February 6, 2004
Rebekah A. Hall
Washington, D.C. – A former government microbiologist, David Lewis, recently accused the Environmental Protection Agency (EPA) of using unreliable information when the agency denied a petition to stop the use of sewage sludge as fertilizer.
Testifying before a House subcommittee, Lewis said data concerning sludge quality at two Georgia diary farms already had been rejected by state officials and labeled "completely unreliable, possibly even fraudulent," news sources report.
In December 2003, the EPA denied a petition from 73 labor, environment and farm organizations for a moratorium on landfill-based uses of sewage sludge, which would affect more than 3 million tons of sludge used each year as fertilizer. Lewis has asked for an internal investigation of the moratorium. He also claims he was fired from the EPA after raising concerns about sludge standards.
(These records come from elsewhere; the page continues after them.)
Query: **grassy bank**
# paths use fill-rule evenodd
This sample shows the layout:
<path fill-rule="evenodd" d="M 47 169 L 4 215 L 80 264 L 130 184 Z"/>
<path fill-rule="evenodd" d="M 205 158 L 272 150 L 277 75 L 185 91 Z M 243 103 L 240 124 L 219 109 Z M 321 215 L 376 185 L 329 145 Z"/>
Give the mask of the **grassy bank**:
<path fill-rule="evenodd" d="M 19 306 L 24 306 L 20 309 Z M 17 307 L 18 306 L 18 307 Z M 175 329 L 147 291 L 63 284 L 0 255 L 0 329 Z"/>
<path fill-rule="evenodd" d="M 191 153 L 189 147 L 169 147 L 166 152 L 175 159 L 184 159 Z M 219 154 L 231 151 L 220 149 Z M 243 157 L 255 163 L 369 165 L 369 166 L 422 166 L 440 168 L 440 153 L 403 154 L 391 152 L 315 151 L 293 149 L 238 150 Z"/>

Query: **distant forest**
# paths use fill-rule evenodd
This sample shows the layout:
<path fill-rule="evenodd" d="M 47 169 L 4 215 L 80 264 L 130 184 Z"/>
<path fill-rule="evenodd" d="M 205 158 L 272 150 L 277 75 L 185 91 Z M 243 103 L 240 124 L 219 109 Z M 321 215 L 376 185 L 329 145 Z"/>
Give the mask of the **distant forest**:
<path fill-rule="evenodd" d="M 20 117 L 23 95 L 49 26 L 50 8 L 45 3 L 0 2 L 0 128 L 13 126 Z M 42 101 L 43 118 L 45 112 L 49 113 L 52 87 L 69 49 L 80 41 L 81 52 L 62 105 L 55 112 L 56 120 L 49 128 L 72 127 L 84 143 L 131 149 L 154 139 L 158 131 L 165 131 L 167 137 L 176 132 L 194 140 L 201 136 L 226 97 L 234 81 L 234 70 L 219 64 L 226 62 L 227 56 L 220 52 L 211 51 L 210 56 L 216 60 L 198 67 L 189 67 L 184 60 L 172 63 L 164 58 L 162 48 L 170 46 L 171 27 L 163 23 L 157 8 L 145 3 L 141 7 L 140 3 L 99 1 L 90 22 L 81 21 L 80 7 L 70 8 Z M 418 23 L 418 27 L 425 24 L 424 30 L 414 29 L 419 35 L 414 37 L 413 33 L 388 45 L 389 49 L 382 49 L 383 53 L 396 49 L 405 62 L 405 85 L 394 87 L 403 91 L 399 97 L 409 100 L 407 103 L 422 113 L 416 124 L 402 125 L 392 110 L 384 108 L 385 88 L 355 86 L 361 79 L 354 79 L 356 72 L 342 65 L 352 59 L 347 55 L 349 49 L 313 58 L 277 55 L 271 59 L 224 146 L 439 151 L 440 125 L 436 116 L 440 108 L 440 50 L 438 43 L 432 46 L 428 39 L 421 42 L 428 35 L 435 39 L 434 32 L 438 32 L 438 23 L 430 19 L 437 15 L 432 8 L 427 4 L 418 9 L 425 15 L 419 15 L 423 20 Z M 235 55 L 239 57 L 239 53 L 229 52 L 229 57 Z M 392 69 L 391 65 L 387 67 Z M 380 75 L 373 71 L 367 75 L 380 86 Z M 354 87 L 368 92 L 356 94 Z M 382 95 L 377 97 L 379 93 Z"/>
Additionally, sludge was a hot button recently when a federal judge rejecting a Virginia county's laws banning biosolids from being used as fertilizer on farm fields and pastures in late November 2003. In this case, the anti-biosolids ordinance enacted by the Appomattox County Board in early 2002 required that farmers obtain a permit to use biosolids and that farms using biosolids obtain special zoning along with other various restrictions. After farmers filed a complaint, a judge issued a preliminary injunction that was upheld by a three-judge panel, reaffirming the biosolid restriction should up lifted.